У этой книги довольно непростая судьба, о чем вы узнаете из послесловия американской писательницы Донны Тартт. У названия этой книги — судьба не менее сложная. В основном — благодаря опять же непростым отношениям романа со своими экранными версиями.

Первая экранизация книги (1969, режиссер Генри Хэтауэй) по-русски именовалась либо «Истинной доблестью», либо «Настоящим мужеством». Вторая экранизация (2010, режиссеры Итан и Джоэл Коэны) будет именоваться «Железной хваткой». Есть у фильмов такое свойство — они могут называться как угодно. Ни логика, ни здравый смысл главных ролей в прокате не получают. При этом мы понимаем, что оригинальное название романа и его экранизаций изменений не претерпело — оно всегда оставалось простым и ясным: «True Grit».

При работе над текстом книги у вашего переводчика тоже было некоторое количество версий.

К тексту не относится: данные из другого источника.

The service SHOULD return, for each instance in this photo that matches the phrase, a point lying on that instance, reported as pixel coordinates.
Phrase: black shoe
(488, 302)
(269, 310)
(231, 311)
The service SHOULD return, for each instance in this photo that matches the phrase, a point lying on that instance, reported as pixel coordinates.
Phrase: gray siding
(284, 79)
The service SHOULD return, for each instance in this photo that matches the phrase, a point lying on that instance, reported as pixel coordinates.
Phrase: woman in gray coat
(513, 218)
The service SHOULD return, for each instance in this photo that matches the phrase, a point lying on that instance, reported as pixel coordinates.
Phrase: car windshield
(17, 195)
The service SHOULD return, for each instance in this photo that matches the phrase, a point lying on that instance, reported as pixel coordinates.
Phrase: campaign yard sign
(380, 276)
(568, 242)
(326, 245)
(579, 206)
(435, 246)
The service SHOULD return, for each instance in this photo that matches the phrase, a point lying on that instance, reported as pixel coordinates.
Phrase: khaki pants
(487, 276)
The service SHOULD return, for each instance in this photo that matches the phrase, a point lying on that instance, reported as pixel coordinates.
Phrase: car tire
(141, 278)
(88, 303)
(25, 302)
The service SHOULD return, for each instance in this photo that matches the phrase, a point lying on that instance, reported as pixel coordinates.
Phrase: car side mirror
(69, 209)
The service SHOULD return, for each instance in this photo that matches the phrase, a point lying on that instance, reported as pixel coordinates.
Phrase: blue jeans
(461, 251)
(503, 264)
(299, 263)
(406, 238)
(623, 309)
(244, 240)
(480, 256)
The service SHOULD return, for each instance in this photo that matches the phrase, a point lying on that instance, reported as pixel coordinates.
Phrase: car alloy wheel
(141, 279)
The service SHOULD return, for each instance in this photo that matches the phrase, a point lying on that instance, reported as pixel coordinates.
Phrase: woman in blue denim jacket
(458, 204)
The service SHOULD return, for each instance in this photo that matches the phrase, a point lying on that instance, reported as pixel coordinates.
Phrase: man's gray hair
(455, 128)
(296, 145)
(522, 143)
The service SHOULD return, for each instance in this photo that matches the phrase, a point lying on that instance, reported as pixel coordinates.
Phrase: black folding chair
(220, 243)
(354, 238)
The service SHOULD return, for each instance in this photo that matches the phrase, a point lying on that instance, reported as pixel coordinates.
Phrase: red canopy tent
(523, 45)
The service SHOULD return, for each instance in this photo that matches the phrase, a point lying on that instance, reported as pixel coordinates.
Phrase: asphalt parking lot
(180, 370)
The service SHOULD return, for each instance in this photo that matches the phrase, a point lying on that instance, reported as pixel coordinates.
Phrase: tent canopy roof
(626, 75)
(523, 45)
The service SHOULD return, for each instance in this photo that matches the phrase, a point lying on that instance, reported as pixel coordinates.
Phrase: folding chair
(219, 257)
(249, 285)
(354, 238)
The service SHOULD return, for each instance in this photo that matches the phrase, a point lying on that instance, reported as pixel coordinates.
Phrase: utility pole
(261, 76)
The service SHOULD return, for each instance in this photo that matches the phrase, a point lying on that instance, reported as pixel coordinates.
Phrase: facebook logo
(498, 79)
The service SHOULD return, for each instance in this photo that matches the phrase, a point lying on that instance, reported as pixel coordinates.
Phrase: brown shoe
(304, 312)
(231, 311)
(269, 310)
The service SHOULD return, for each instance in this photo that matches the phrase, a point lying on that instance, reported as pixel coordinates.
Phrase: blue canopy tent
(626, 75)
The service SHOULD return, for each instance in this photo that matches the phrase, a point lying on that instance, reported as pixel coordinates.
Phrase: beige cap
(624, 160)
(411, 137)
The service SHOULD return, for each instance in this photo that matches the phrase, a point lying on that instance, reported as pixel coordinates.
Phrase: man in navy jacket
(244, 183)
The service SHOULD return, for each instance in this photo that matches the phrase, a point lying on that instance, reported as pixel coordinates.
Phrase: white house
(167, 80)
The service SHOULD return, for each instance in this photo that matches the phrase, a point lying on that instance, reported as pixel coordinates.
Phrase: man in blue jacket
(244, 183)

Среди них: «Твердость характера», «Крепость духа», «Стопроцентная выдержка», «Подлинная стойкость» и даже «Стиснув зубы». Все это с разной степенью точности отражает многозначность первоначальных восьми букв с пробелом, но в конце мы с редактором перевода этой книги Еленой Микериной остановились на варианте «Верная закалка». И мы бы, видимо, предпочли, чтобы по-русски эта прекрасная книга называлась именно так. Почему не иначе? Мы надеемся, это станет ясно, когда вы прочтете роман.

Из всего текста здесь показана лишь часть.